MATERIALS AND METHODS

Vitamin D enriched yeast production

Chiang Mai University Institutional Biosafety Committee has approved this protocol (CMUIBC0662003, Approval No. A0662002). Baker’s yeast was streaked on YM agar plates at 25°C for 48 hours, and single colony was picked into YM broth for 24 hours at 25°C. The enriched culture (1% v/v) was transferred to YM broth in a sterile Erlenmeyer flask at 25°C with 100 rpm rotation for 16 hours. The enriched culture (1% v/v) was transferred immediately in YM broth and incubated for 12 hours at 25°C with 100 rpm rotation. Following incubation, samples of yeast culture were exposed to UV-B irradiation for 10 hours in an irradiation box. Eight UV-B lamps (311±5 nm, Philips TL 20W/01 RS SLV/25) measuring 589.8 mm in length were placed 15 cm away from the sample to illuminate an area of 80×120 cm². The UV-B irradiated yeasts were randomly collected 7 times out of a total of 21 times after UV-B irradiation for analysis of accuracy and precision of vitamin D enriched yeast production (before vitamin D enriched yeast were supplemented to the dairy cow diets). The yeast exposed UV-B was separated and evaluated for vitamin D concentration using procedures authorized by AOAC [24] and Mattila et al [25]. The seven random measurements of vitamin D enriched yeast products following UV-B irradiation range from 154,279.75 to 158,926.49 IU/5 g dry matter (DM), with an average of 156,650.18 IU/5 g DM.

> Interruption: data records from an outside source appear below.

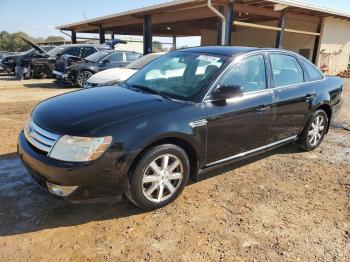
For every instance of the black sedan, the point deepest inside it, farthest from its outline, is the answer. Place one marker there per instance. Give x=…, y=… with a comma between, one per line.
x=182, y=114
x=80, y=72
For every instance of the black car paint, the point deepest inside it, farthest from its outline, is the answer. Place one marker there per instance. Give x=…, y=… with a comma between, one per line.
x=138, y=120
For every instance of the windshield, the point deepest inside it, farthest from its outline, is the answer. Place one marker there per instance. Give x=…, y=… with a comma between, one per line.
x=141, y=62
x=180, y=75
x=55, y=51
x=95, y=57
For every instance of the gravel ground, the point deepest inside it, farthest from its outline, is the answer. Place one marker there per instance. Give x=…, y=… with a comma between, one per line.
x=282, y=205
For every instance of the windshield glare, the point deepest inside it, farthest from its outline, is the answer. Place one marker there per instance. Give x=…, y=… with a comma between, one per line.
x=55, y=51
x=179, y=75
x=141, y=62
x=95, y=57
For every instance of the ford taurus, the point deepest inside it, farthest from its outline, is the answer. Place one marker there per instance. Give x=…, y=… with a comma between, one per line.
x=182, y=114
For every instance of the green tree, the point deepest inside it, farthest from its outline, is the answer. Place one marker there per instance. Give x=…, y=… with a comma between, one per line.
x=4, y=40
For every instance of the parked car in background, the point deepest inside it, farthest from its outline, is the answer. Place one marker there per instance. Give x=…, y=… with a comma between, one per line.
x=184, y=113
x=60, y=57
x=9, y=63
x=115, y=75
x=79, y=72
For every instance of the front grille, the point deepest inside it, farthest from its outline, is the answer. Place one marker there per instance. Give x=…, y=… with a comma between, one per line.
x=40, y=138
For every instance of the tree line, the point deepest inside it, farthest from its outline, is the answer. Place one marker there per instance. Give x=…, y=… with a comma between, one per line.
x=14, y=42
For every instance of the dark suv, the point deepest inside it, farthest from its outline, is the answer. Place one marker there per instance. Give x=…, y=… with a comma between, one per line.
x=184, y=113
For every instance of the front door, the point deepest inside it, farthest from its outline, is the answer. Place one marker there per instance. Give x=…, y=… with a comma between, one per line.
x=241, y=123
x=292, y=94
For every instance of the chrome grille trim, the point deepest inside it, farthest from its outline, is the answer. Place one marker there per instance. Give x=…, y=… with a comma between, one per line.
x=40, y=138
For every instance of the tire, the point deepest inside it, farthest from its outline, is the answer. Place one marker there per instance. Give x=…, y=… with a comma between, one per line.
x=81, y=78
x=149, y=186
x=314, y=131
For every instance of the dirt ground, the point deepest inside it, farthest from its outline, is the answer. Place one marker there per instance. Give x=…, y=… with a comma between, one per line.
x=283, y=205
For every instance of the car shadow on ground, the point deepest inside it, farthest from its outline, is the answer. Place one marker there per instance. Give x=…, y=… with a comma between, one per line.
x=24, y=207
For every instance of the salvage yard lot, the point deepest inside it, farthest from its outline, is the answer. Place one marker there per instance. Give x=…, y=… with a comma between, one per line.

Animals, diet, and experimental design

This research was carried out in conformity with the international and national guidelines for the care and use of research animals. The Institutional Animal Care and Use Committee (Agricultural Animals) examined and approved all experimental protocols used in this study (AG01003/2565). Six Thai Friesian cows in the second lactation were grouped according to milk production (11.2±2.0 kg/d), body weight (BW; 415.0±20.0 kg), and days in milk (90.0±6.0), were used in a replicated 3×3 Latin square design, with three treatments and three periods. Each period had a 49-day duration, where the first 14 days of each period were for adaptation to the diets, and the last 35 days were for data and sample collection. They were randomly allocated to one of three treatments: i) basal diet without yeast (CON); ii) basal diet with 5 g of live yeast (LY; 75 IU/head/d of vitamin D₂), and iii) basal diet with 5 g of UV-B irradiated vitamin D enriched yeast (VDY; 150,000 IU/head/d of vitamin D₂). Specimens of yeast were mixed with a small amount of concentrate. They were fed daily to each cow in the experimental group before morning milking (each cow was fed a dietary additive separately in the milking stalls). All cows are housed in individual stall houses and have free access to drinking water and mineral lick blocks. The three treatments were fed ruzi grass ad libitum two times a day (08:00 and 16:00), and commercial concentrate (CO A NORTH company limited, Lumpun, Thailand) was fed 4.0 kg/head/d twice a day before milking (03:45; 2.0 kg and 14:45; 2.0 kg). The composition of ruzi grass and concentrate at the beginning of the study is presented in Table 1. The field trial was conducted from September 2021 to January 2022 at Mae Hai Farm, the Department of Animal and Aquatic Sciences, Faculty of Agriculture, Chiang Mai University, Chiang Mai, Thailand.

Sampling

Feed intake was recorded daily, and feed samples were collected weekly for chemical analysis. All cows were milked twice daily at 04:00 and 15:00, and the milk yield was the sum of the two milking periods daily. Milk samples were collected on days 14 and 35 of each collection period. Two milk samples (morning and evening) were pooled (150 mL) according to yield and then split into 3×50 mL samples and immediately frozen at −20°C. Milk samples were analyzed for milk composition (fat, protein, lactose, total solid (TS), solid not fat (SNF), vitamin D concentration (vitamin D₂, vitamin D₃), and fatty acid profile.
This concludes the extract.